Still, Jamil’s latest crusade is troubling for a host of reasons that together reveal the larger limitations of both commodity-driven feminism and celebrity activism itself. It is, in the grand scheme of women’s causes, fairly easy to point out the corrosive effects that advertising has on young women’s self-esteem. What’s more difficult, and more important, is earnestly grappling with how one tool—in this case, airbrushing—functions as a symptom of a larger social ill. The dangers of navigating the world (and the mirror) in an othered body—a body read as black or queer or trans or fat or disabled, for example—extends far beyond the blight of photo-editing tools. Naming this reality, though, is far less sexy.
It may very well be tempting for Jamil’s supporters to believe that banning Photoshop or Facetune, an editing application often used on selfies, would lead to a proliferation of images that showcase women’s so-called imperfections—stretch marks, visible pores, scars, hyperpigmentation, cellulite.
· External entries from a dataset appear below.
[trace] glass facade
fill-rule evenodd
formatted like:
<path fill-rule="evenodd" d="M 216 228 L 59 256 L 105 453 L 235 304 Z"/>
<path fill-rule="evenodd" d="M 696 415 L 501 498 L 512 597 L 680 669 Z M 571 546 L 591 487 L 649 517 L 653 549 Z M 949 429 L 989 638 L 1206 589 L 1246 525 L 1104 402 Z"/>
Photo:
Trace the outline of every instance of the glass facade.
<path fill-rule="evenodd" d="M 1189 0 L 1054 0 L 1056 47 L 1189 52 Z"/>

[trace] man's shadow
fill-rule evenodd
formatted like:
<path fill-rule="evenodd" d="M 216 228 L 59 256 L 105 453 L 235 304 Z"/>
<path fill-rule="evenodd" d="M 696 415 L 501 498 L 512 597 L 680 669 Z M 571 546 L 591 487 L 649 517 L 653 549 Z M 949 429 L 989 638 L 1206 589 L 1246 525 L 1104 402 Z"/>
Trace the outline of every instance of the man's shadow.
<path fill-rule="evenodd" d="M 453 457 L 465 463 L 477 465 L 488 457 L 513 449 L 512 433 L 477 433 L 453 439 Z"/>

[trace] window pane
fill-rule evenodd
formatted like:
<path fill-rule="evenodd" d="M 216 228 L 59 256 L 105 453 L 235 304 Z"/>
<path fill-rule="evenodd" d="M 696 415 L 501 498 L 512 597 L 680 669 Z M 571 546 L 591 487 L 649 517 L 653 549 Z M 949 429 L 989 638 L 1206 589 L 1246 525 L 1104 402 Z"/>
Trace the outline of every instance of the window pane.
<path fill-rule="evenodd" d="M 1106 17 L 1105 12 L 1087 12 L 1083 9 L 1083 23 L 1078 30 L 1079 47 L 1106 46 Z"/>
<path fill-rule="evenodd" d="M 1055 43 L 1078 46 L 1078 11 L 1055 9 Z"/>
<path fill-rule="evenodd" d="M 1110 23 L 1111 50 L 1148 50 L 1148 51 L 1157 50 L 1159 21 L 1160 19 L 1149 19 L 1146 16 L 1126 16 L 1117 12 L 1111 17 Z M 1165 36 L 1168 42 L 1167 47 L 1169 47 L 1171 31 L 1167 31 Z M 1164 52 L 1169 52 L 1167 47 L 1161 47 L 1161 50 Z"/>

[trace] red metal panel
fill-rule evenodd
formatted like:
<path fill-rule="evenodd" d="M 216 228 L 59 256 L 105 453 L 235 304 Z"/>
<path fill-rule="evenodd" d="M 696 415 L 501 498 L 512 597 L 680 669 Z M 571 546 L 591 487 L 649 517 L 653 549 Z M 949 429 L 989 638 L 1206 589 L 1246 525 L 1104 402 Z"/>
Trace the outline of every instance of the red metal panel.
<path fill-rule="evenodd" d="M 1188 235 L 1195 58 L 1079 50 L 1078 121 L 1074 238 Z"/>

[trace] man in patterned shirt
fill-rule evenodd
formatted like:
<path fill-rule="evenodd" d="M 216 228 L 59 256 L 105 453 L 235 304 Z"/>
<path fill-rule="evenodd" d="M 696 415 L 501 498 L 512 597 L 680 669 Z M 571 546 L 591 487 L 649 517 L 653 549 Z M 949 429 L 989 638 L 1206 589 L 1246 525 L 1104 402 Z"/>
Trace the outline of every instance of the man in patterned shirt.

But there’s no evidence that such a revolution would result.

That’s in part because, notably, any trends toward “natural” aesthetics have tended to idealize the kinds of people who can afford to look flawless without much manipulation. Think dewy-faced Glossier models or “makeup-free” Alicia Keys. “The barefaced beauties in these magazines are not like the majority of us,” the BuzzFeed News reporter Bim Adewunmi wrote in June, exploring the rise of minimalist makeup. “The cover’s job is to remind you of that, even as it tells you this is something to aspire to. It’s not a bellwether for a worldwide movement; it’s a display of gentle superiority.”
Adewunmi’s assessment is not a defense of airbrushing or makeup so much as it is an acknowledgement of the fact that beauty hierarchies—which prioritize whiteness, youth, and thinness—reassert themselves even when mediums change. Whether in magazines or on Instagram, with the help of PhotoShop or Facetune, women are invariably bombarded with images presenting some sort of idealized beauty. Removing the mechanisms by which these images become so aspirational does little to change the fact that aspiring toward beauty is an inherently tainted project for many people.